Nigeria’s Oil Production Could Fall 35% in Next Decade
By Adedapo Adesanya
Nigeria’s oil production could drop by 35 percent in the next 10 years as regulatory uncertainty and costs may delay companies’ investments in key oilfields across the country.
This was disclosed in a research carried out by consultancy company, Wood Mackenzie, recently where it warned that three deep offshore fields, which would generate $2.7 billion per year for the government at peak production, will likely be delayed.
According to Mr Lennert Koch, the principal analyst of sub-Saharan Africa upstream with Wood Mackenzie cited by Reuters, in the face of this, it was necessary for the country to develop additional fields.
“Nigeria is going to enter quite a steep decline in production. In order to keep its revenue up, it needs to develop additional fields,” he recommended.
The three deepwater projects offshore fields operated by oil majors Exxon, Shell, and Total, could see their start-up dates delayed by two to four years to the late 2020s.
Bonga Southwest Aparo, operated by Shell, and Preowei, operated by Total, could be delayed to 2027 and 2025 respectively, and for ExxonMobil’s Owowo by four years to 2029, the research stated.
Wood Mackenzie also cited changes to tax and royalty laws and uncertainty over oil reform as the main reasons for delays.
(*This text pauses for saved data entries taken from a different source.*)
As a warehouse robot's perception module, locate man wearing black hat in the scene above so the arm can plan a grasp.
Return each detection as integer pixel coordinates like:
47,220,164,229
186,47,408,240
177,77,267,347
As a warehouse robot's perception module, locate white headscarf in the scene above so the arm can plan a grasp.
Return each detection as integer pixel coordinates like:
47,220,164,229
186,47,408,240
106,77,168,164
It also believes that the deepwater fields, which hold an estimated 1.5 billion barrels of oil, could add 300,000 barrels per day of oil to the country quota and considering the current oil prices at $58 a barrel is not profitable to investors who are willing to put their money in regions with better and clearer terms.
“These are still world class resources,” Mr Koch said. “What makes some of the other regions more attractive is just higher returns (from) lower costs and less regulatory uncertainty,” the agency said.
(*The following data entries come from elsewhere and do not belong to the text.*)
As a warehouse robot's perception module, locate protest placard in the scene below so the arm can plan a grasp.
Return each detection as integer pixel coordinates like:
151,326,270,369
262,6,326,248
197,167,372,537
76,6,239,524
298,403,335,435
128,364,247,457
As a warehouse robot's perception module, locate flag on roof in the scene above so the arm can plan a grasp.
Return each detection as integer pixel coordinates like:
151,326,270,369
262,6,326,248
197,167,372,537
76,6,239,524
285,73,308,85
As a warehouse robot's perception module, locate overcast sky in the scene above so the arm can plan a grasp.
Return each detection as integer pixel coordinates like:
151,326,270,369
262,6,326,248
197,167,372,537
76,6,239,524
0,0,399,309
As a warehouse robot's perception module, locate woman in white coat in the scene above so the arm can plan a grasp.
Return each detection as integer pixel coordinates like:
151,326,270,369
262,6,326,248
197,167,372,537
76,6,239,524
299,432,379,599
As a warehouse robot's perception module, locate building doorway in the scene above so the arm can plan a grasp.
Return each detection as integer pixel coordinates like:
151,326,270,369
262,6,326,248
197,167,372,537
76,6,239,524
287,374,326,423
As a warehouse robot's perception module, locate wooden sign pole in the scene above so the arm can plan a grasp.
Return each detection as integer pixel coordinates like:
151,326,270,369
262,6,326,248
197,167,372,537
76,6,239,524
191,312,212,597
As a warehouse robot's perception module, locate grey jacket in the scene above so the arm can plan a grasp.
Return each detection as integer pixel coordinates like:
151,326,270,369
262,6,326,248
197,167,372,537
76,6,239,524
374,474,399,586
Last year, Nigeria boosted its share of deepwater oil revenues in an effort to add $1.5 billion to fund its budget in two years and kickstarted a finance bill increasing the Value Added Tax (VAT) rate from 5 percent to 7.5 percent and with this telling on investors, production would drop 35 percent within a decade.
Meanwhile, at the recently concluded Nigeria International Petroleum Summit (NIPS) in Abuja, President Muhammadu Buhari promised foreign oil investors that the country was open to business that can guarantee them high returns on investments.
While the country’s oil company, Nigeria National Petroleum Corporation (NNPC) said that the recent amendment to the Deep Offshore Act will improve financial stability and investor confidence.